Data Layer Data Model¶
The data layer is used to store and operate intermediate results produced during program analysis, providing stable data read/write interfaces for each analysis stage. This layer does not participate in specific analysis logic. It is only responsible for data organization, access, update, and serialization.
The current implementation uses tabular data as the main form and manages analysis results by wrapping pandas.DataFrame.
1 Data Model (util/data_model.py)¶
1-1 DataModel¶
DataModel represents an analysis result table. Internally it maintains a pandas.DataFrame instance and provides access interfaces oriented to program analysis scenarios.
Supported operations include:
- construct an instance from a
DataFrame, raw data, or an existingDataModel; - access data by row index, index set, or boolean conditions;
- read or update column data by column name;
- row/column slicing and appending data;
- in-place modification during analysis.
To reduce repeated scans, DataModel maintains the following internal structures:
_schema: a mapping from column names to column indices;_rows: a cached NumPy representation of row data;_column_indexer: an equality index built for specific columns.
When data changes, these structures are marked invalid and rebuilt on demand.
1-2 Row¶
Row represents one row of data in the table.

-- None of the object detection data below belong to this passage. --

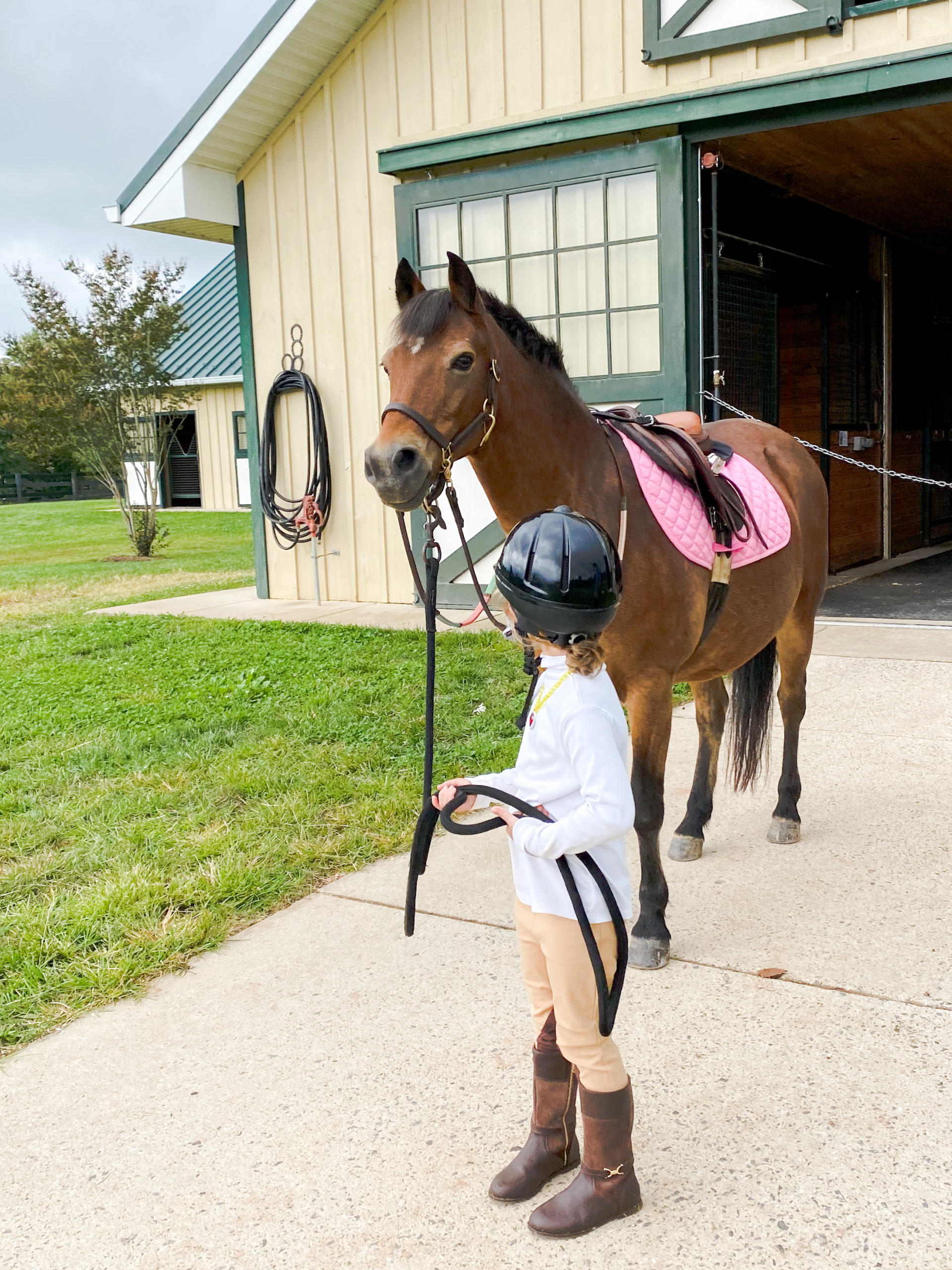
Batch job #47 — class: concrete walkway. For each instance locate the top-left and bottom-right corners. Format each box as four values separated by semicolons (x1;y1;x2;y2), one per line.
93;587;502;630
0;626;952;1270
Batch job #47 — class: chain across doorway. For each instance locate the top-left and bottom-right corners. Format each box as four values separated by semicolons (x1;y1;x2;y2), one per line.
698;388;952;489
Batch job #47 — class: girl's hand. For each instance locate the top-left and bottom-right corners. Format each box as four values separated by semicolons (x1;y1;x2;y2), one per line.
490;803;548;838
490;807;521;838
431;776;476;812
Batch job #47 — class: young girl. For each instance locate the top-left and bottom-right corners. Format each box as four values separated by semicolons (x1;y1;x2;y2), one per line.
433;507;641;1238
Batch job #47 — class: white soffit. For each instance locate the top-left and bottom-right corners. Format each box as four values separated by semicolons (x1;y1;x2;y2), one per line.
104;0;379;243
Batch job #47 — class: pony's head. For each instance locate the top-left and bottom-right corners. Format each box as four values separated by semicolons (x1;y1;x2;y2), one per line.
364;252;564;512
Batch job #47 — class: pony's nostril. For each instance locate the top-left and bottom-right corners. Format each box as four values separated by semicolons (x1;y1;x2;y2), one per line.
394;446;420;474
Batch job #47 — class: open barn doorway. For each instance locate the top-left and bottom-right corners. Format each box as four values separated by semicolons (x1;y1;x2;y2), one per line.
701;105;952;589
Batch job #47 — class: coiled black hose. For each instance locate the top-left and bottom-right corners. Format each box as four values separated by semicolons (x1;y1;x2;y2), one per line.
260;370;330;551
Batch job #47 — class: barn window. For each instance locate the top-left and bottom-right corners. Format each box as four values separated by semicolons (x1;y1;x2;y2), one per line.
416;170;661;379
394;136;698;607
642;0;848;62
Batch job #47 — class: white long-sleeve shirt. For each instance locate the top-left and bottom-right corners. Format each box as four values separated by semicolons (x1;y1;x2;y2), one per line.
472;657;635;922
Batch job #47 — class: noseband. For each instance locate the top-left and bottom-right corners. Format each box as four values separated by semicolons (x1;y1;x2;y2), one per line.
379;357;499;501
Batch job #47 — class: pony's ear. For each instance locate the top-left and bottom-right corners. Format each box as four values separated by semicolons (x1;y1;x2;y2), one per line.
396;256;426;309
447;252;482;314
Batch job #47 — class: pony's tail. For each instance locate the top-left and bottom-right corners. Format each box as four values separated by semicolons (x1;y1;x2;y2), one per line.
728;639;777;790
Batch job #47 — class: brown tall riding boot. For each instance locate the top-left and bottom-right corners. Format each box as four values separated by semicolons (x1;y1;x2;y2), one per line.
489;1011;579;1204
530;1081;641;1240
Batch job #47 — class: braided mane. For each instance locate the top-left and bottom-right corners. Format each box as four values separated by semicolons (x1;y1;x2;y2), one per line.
396;287;566;375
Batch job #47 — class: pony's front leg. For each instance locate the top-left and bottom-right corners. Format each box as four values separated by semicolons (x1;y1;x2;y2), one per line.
668;676;728;860
626;674;671;970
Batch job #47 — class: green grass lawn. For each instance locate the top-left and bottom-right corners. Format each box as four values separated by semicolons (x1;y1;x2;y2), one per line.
0;502;685;1053
0;503;526;1052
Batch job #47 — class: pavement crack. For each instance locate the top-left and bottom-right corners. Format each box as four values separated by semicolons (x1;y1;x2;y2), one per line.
322;890;952;1014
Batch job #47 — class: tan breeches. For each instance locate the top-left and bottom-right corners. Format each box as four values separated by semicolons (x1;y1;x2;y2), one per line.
515;899;628;1093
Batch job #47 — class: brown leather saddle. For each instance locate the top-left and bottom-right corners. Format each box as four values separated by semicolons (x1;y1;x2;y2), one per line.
592;406;760;550
592;406;763;651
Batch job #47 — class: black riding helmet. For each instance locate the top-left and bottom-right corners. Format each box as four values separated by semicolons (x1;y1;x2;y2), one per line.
495;507;622;645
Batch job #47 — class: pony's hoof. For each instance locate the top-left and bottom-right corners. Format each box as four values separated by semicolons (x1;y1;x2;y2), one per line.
767;816;800;843
628;935;671;970
668;833;705;860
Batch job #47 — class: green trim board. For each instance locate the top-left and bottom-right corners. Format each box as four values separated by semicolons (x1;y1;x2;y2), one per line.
843;0;934;18
116;0;295;213
377;45;952;177
394;136;696;607
641;0;843;62
235;181;270;599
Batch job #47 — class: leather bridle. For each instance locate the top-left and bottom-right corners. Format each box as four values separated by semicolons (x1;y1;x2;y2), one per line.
379;357;499;502
381;358;515;630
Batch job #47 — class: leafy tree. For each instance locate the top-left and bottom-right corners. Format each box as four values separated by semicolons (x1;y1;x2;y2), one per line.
0;248;194;556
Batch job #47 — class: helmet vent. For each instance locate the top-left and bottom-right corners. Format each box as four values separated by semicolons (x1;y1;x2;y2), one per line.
558;528;569;594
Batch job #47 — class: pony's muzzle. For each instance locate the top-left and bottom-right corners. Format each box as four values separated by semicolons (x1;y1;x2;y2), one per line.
363;440;435;512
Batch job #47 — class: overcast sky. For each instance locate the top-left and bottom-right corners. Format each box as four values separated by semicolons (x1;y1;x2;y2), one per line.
0;0;270;334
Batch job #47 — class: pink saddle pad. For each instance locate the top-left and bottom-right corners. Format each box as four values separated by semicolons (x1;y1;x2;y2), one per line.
619;433;789;569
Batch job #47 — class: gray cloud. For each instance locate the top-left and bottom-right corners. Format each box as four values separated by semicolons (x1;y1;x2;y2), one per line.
0;0;270;333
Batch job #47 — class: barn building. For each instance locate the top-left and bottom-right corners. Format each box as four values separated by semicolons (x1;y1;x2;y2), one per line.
108;0;952;603
163;255;251;512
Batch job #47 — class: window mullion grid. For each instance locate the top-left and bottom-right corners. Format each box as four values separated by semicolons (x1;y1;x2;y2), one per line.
601;177;612;375
503;194;513;305
548;186;562;347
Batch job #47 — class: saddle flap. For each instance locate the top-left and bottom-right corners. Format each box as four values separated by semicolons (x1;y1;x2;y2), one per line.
655;410;707;443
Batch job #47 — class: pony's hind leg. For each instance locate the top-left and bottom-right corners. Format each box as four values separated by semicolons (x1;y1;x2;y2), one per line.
626;674;671;970
767;603;814;843
668;676;728;860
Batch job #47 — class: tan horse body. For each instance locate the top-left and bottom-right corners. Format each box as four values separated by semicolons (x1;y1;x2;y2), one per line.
365;256;827;968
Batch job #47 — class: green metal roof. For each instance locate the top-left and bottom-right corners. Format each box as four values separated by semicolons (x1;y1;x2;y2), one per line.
163;252;241;380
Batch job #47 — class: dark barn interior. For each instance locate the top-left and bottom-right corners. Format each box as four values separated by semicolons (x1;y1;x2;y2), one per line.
702;105;952;573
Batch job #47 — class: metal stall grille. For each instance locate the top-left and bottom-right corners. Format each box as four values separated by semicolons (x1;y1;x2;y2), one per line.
705;254;778;423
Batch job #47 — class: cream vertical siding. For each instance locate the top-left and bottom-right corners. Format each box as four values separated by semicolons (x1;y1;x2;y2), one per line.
238;0;952;602
192;383;245;512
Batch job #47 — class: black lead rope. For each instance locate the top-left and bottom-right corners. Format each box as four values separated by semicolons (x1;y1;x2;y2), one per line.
404;517;628;1036
404;785;628;1036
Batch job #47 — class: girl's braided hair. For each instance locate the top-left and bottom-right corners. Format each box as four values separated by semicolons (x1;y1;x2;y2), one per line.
526;635;605;674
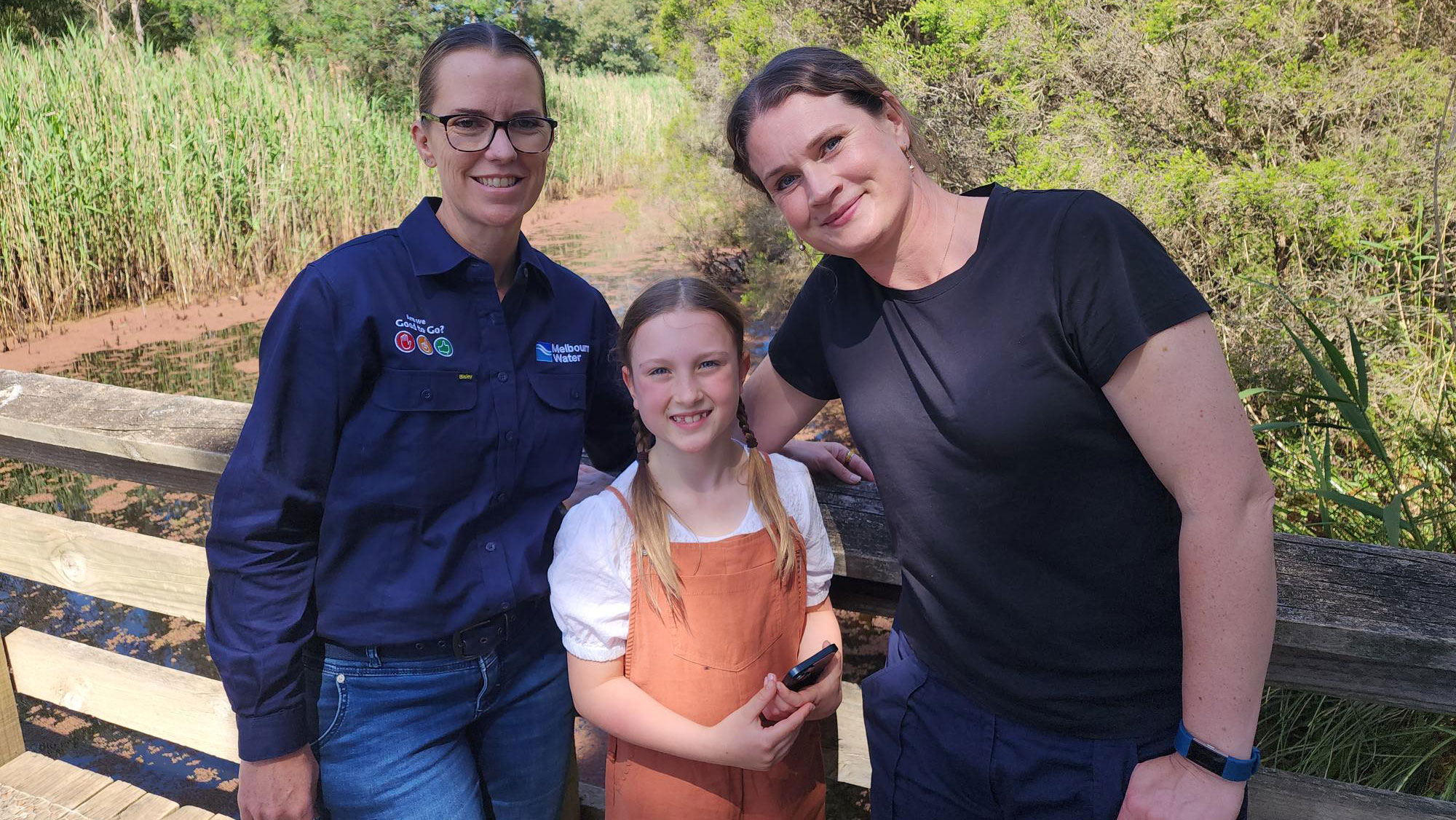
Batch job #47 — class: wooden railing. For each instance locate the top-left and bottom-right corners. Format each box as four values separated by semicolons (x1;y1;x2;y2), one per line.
0;370;1456;820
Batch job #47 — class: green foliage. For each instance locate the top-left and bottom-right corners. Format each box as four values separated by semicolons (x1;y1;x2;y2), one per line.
0;33;686;338
658;0;1456;798
547;0;658;74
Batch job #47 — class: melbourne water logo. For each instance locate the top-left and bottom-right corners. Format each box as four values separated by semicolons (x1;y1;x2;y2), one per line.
536;342;591;363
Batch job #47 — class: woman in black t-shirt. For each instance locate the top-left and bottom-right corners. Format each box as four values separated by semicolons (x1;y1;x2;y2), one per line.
728;48;1274;820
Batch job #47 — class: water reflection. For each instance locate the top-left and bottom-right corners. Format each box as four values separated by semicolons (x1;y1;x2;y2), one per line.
0;224;686;816
0;223;862;817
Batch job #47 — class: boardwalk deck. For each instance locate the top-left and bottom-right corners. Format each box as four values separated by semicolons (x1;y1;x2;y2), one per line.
0;752;232;820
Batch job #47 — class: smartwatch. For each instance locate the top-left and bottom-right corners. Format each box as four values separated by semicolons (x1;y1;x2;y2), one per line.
1174;721;1259;782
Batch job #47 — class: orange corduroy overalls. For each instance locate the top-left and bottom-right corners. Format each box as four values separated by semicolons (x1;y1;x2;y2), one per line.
606;488;824;820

It is a wrapper over the underlying NumPy row array and supports:
- access corresponding fields via attribute names;
- convert row data to a dict;
- copy the row object while keeping the column structure unchanged;
- directly modify field values during analysis.
Each Row records its row number in the original table, used to locate the corresponding statement or analysis entity.
1-3 Column¶
Column inherits from pandas.Series and represents a single-column data view.
Besides basic series operations, Column supports fast filtering based on equality conditions. The related index is maintained uniformly by DataModel, built and cached when needed.
2 Data Access Methods¶
DataModel provides multiple access granularities to fit different analysis stages:
- row access: get
Rowby row number or a set of row numbers; - column access: get
Columnby column name; - conditional filtering: get a subtable based on indices or boolean conditions;
- range read: read a continuous statement range by
stmt_id, used for statement-level analysis.
These interfaces are used repeatedly in semantic analysis, state-flow construction, and subsequent data propagation.
3 Data Updates¶
The data layer allows modifications on existing results, including:
- update a single cell or an entire row;
- batch modify column content;
- rename columns;
- delete rows that match conditions.
All update operations invalidate related caches to ensure subsequent access results match the actual data.
4 Data Persistence¶
DataModel supports writing the current table to a file in Feather format and reloading it in later stages. When saving, it can optionally reset the row index to ensure reproducibility of serialization results.
This mechanism is mainly used for result passing between analysis stages and offline inspection of intermediate states.
5 Summary¶
The data layer organizes analysis intermediate results around DataModel, providing row-, column-, and range-level access by wrapping tabular data. This design relies on existing data processing libraries for storage and querying, avoiding introducing additional data management components, while meeting the need for repeated read/write of intermediate results during program analysis.